President’s Blog: September 2011
What a whirlwind in September! To date we have enjoyed four fantastic All Ireland finals; three in Croke Park and one needing a re-match to settle the outcome. Armagh and Westmeath couldn’t be separated for the Nancy Murray Cup a fortnight ago.
Wexford on the double, and Waterford winning the first title, made no mistakes. Crowned as 2011 champions, the south-east certainly made its mark.
Congratulations to all the teams who reached the ultimate stages of our premier competitions and thank you for fantastic sporting entertainment and wonderful support.
There always seems to speculation and interest about how many will attend the All Ireland finals of the female codes. Building a following for Camogie takes time and we’re making steady progress. This year, like last year, our support has been strong throughout the season with good attendances at round games and especially at semi final stages. That’s crucial to creating a long-term audience for the sport. Our All Ireland Final attendance was the best attended female sports event that weekend in Europe so that’s no small boast.
Creating public interest
Media coverage is crucial to promoting public interest in women’s sport. Internationally, media coverage of women’s sport remains at ten per cent of the total. In Ireland we could do better on this front. Here’s an interesting figure. Recent Irish analysis showed that of 6,503 photos of sports people in six national newspapers, only 78 (1.2 per cent) were photos of sports women. The same analysis showed that in the five years of the research, women’s sports photos reached a peak of only three per cent.
More coverage creates more interest. Imagine what the Rugby World Cup would be at the moment if it only got 10 per cent of the coverage and 1.2 per cent of the pics!
It is fantastic to get extensive air time and column inches in September when the All Ireland Finals come round. This helps to drive the promotion and development of women’s sports and shows our great games and top stars. But the challenge is to secure that on a consistent basis.
Happily, Camogie’s profile is going from strength to strength – in the national press, radio and TV and of course at local level too. This is in large part due to proactive work of our public relations team – full time and voluntary – across the country. Part of it too is an increasingly responsive media who appreciate more and more the sporting entertainment and action that Camogie offers.

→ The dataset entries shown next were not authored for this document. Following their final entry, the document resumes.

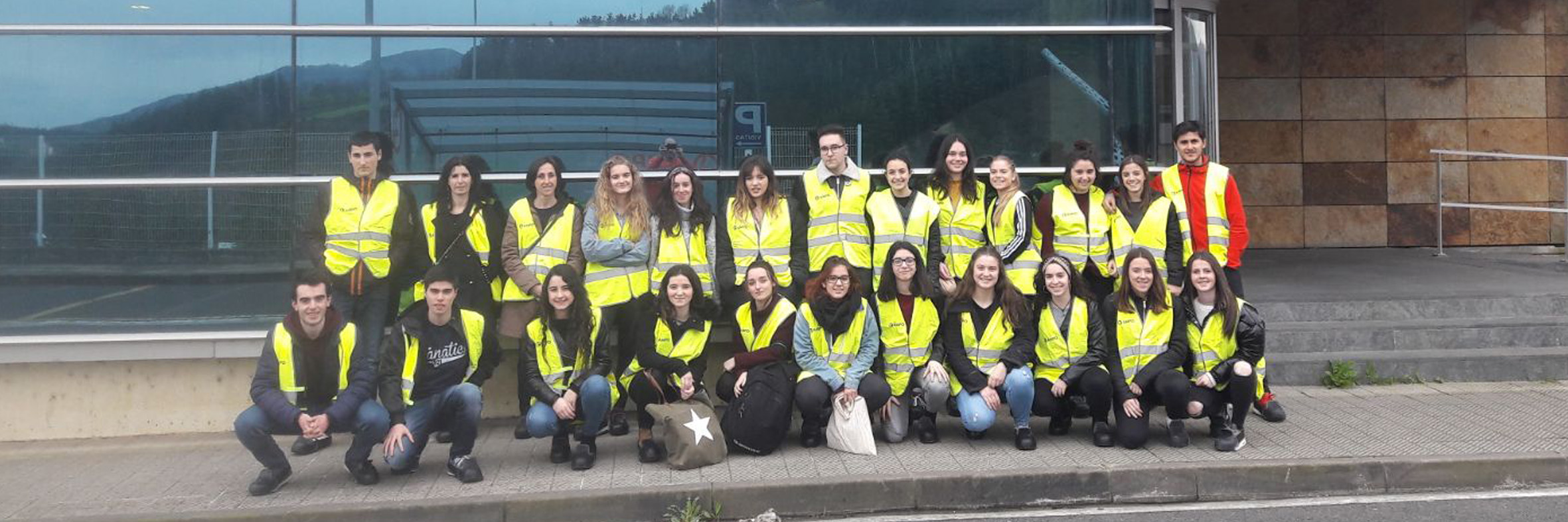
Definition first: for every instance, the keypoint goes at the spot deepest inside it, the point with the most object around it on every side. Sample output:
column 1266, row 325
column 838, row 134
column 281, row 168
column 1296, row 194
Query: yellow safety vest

The club championships, currently in full swing, are an ideal platform for promoting the game to the local media. Local papers and radio are fantastic supporters of sport. The club championships are a brilliant opportunity to get the message out there and to strive for more coverage, particularly for County and Provincial finals. The journey to Croke Park for club teams has already started and March 2012 will be destination for two intermediate teams and two senior teams vying for All Ireland glory. Equally important, the All Ireland Junior Club Final will be held in November.
Midst all the September activity, let not the month pass without remembering in our thoughts and prayers the Coyles Family in Ballycastle, Co. Antrim on the passing of Karen. Camogie was a huge part of Karen’s life and she had a lifelong involvement with us at so many levels. The Antrim Camogie community has shown tremendous support and solidarity over the past number of weeks to Karen’s family and club. Karen’s loss will be sadly felt by a large circle of friends and, of course, most felt by her father, sisters and extended family. Ar dheis DÚ go raibh a h-anam.